Analyzing the fiduciary costs of data warehousing
Amazon conducted a study on the costs associated with building and maintaining data warehouses, finding expenses can run between $19,000 and $25,000 per terabyte annually. That means a data warehouse containing 40TB of information (a modest repository for many large enterprises) requires a yearly budget of about $880,000 (close to $1M), assuming each TB requires $22,000 in upkeep.
What’s behind these costs and should they be worrisome to a business? While storage is growing more affordable every year, engineering (the setup and maintenance) of data warehouses is what lies at the heart of the issue. IT leaders, Architects and others in charge of developing data warehouses often encounter the following challenges, which add up to real and opportunity costs that affect the bottom line:
- Scrubbing Information: While it’s relatively easy to dump enterprise data into a warehouse, doing so burdens BI professionals with the need to categorize and validate information. To effectively address this challenge, the architect must typically collaborate with a data scientist.
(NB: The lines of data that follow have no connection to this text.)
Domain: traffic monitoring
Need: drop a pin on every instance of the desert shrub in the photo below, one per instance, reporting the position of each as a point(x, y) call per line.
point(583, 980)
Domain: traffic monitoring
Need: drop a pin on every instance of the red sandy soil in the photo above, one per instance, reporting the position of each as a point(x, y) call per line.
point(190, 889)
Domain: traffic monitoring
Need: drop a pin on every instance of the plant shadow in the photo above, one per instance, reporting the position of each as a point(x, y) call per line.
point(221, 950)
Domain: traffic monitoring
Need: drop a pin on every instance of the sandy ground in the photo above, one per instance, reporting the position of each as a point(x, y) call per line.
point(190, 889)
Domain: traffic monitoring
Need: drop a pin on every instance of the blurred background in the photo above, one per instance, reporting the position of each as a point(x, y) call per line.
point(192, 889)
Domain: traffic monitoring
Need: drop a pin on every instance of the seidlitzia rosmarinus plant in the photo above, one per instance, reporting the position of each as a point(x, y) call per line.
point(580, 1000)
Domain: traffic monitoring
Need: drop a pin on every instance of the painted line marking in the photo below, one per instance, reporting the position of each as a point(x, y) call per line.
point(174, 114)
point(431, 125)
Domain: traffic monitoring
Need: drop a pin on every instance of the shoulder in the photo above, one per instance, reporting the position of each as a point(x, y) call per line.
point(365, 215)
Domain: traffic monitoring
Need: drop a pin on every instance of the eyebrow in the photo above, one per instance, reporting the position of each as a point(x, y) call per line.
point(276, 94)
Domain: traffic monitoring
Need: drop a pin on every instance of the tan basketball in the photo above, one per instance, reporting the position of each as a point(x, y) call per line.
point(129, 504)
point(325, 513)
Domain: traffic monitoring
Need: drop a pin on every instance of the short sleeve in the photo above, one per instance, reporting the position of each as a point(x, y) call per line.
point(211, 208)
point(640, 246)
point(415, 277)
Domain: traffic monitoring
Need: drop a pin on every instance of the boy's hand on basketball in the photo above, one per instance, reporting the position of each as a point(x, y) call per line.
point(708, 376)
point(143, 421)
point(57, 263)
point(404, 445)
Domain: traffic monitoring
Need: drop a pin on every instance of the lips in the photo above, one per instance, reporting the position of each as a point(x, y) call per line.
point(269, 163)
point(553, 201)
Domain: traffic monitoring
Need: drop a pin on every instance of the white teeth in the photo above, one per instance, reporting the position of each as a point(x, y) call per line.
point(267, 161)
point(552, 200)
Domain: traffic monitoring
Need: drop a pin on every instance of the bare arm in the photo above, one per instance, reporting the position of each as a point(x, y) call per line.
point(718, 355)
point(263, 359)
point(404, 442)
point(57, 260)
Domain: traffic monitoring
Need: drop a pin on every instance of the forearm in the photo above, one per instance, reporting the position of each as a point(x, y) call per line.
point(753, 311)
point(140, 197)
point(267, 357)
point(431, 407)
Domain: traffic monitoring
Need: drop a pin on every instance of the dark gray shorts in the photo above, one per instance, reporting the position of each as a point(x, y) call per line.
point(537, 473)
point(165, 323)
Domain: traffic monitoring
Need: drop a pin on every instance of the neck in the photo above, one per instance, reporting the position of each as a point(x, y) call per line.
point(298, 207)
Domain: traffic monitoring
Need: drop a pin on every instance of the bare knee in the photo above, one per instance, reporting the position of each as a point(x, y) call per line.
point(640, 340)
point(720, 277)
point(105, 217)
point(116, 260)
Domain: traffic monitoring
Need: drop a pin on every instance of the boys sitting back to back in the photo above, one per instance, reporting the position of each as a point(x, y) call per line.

- Maintaining Security: Both BI professionals and data modelers and scientists want unhindered access to the information within the data warehouse. This desire pressures IT to grant liberal user permissions, yet doing so introduces access control risks. In today’s world of data security and governance, security maintenance brings with it the potential for time and labor costs, along with penalty costs of sharing the wrong information with the wrong people.
- Establishing Compatibility with BI and Analytics Tools: Between the Hadoop flavors under the architect’s purview and the SQL tools with which data analyst and scientists are familiar, the former needs to jury-rig a method that allows the latter to efficiently query their Big Data ecosystem. The same challenge exists with vendor-specific BI software.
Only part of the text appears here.